Another Evil Genius

Recently I picked up the Artemis Fowl series, and made a few remarks about it in my Evil Boy Genius post. When Catherine Jinks’ Evil Genius (2005) crossed my path last week, therefore, I felt compelled to read it. Here, I thought, here is a knockoff Artemis Fowl – another boy genius, obsessed with computers and mathematics, but in this book he gets the chance to be mentored, to go to university (he graduates from high school at age 13, as any self-respecting evil genius would), to be trained in world domination. This time the story is set in Australia rather than Ireland. And sans fairies. So there are a few small differences.

Although protagonist Cadel is clever and ambitious, he turns out to be just a very intelligent, otherwise normal teenage boy who wants to belong to a family and to prove himself. Stifled at every turn by his adoptive parents the Piggotts, psychologist Thaddeus, and the man he is told is his biological father, Dr Darkkon, Cadel soon feels trapped and attempts to escape Darkkon’s plans for Cadel to build some sort of malicious empire by staging a controlled collapse of the microcosm he has been placed in at the Axis Institute, a secret university for people with special abilities or weird gene mutations, causing symptoms like smelling really bad or having silvery skin like a fish. And gills. Apparently, author Jinks got started on the idea for the novel when she got curious about how characters similar to Professor X of the X-Men series got their degrees from.

Though Cadel is obsessed with systems of all kinds, he is too young to understand that people will never react as you expect them to, and the situation soon spirals out of control.

Where Artemis Fowl often seems to be even more abnormal because he doesn’t react in an emotional way to almost anything around him, Cadel Piggott has totally normal reactions to the bizarre developments in his life. He gets upset, breaks down, acts out, and forms a relationship with an equally intelligent girl (though she certainly has problems of her own). She is put in danger, and Cadel has to decide what means more to him: family or friendship. Many teenage readers should be able to relate.

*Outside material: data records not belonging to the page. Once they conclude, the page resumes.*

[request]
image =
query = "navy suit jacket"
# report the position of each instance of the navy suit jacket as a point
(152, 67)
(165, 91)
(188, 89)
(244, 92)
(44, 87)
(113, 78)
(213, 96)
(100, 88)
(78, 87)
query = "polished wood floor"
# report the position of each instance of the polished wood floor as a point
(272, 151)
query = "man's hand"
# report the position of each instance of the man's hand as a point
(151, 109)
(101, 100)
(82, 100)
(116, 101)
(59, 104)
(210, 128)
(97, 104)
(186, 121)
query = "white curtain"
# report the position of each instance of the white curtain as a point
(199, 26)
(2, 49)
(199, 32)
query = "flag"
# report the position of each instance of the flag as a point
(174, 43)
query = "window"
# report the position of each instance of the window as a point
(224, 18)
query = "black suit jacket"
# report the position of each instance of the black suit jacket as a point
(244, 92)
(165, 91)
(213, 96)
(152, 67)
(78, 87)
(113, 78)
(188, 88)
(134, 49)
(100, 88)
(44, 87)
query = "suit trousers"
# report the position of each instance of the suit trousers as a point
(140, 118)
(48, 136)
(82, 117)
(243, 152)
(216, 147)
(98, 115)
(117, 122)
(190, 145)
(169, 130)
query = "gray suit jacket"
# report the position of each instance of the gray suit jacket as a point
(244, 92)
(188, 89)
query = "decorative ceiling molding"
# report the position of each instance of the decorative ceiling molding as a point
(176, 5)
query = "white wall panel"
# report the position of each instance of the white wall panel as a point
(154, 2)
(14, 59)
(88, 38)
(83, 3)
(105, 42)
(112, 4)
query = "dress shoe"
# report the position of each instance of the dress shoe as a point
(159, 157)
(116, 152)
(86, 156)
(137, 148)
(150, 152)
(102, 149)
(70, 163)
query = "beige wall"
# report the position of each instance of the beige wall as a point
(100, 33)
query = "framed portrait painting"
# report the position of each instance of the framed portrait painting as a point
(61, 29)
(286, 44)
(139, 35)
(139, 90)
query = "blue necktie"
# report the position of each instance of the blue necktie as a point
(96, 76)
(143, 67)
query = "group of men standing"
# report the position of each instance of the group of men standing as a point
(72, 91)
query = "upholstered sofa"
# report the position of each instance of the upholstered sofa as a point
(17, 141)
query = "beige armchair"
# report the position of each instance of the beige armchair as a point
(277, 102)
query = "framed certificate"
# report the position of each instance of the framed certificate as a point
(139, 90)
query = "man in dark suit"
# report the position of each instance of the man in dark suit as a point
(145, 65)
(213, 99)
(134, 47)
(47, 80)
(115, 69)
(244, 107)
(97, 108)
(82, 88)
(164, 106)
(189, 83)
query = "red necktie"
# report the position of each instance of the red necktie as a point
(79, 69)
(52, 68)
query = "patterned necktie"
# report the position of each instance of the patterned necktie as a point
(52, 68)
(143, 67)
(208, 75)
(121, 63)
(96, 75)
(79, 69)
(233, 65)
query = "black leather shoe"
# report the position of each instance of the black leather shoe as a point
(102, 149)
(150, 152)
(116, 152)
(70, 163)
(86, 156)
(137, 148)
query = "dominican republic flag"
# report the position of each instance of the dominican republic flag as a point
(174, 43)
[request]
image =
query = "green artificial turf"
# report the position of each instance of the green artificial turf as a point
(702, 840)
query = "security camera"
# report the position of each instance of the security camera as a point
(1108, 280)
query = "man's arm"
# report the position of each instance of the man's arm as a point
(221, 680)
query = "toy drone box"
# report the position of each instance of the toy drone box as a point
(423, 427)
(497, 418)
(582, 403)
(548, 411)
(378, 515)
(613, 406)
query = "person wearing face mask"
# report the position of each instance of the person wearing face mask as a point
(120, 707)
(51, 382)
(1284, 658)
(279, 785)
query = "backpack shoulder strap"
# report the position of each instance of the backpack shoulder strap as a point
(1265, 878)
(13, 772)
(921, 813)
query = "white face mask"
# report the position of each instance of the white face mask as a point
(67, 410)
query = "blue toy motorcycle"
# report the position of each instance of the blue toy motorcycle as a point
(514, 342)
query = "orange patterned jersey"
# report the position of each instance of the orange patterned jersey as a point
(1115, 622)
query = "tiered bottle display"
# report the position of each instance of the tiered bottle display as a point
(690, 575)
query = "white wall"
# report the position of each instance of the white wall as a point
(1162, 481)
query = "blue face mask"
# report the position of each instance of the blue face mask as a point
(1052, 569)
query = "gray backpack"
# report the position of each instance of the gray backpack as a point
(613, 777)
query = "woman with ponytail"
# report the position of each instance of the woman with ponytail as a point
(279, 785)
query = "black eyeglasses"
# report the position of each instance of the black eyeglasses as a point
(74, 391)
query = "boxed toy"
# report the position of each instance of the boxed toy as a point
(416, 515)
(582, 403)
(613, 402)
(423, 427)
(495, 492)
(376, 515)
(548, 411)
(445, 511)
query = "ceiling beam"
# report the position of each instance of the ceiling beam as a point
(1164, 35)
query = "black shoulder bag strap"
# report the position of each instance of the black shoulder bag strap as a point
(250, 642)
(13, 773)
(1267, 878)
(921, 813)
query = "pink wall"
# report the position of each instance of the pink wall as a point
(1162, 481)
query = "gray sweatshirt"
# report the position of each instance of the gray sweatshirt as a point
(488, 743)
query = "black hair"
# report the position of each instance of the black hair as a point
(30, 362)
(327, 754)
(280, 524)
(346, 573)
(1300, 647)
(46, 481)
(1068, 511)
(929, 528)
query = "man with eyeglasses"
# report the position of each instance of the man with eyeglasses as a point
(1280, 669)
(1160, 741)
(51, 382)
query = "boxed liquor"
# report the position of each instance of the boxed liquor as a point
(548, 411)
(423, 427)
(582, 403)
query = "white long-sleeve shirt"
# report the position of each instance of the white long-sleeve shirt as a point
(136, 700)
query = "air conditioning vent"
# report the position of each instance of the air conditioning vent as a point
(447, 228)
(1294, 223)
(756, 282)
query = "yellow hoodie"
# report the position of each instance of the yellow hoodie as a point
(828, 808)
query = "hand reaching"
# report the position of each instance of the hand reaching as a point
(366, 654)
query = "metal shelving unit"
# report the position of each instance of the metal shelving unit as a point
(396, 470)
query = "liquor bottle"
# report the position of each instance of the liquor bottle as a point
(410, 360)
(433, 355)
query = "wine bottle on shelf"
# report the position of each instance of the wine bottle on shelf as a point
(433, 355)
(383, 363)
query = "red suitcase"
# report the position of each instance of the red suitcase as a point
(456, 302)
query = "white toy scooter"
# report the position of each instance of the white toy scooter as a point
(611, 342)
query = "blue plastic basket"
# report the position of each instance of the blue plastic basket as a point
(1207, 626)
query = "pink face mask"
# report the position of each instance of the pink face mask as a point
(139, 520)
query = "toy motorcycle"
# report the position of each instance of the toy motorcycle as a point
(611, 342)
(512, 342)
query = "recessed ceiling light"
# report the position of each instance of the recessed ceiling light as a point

Overall, this appeared to be a more detailed story about a teen geek taking over the world than the Artemis Fowl series, but that series is more clever and appealing in its dialog and action. Plus, Artemis is almost totally independent and fully aware of the implications of his actions, always a few steps ahead. Meanwhile, Cadel of Evil Genius finds the systems he thought he understood imploding while he looks on in despair, and that story is just not as entertaining.

Any good reads out there over the US holiday weekend?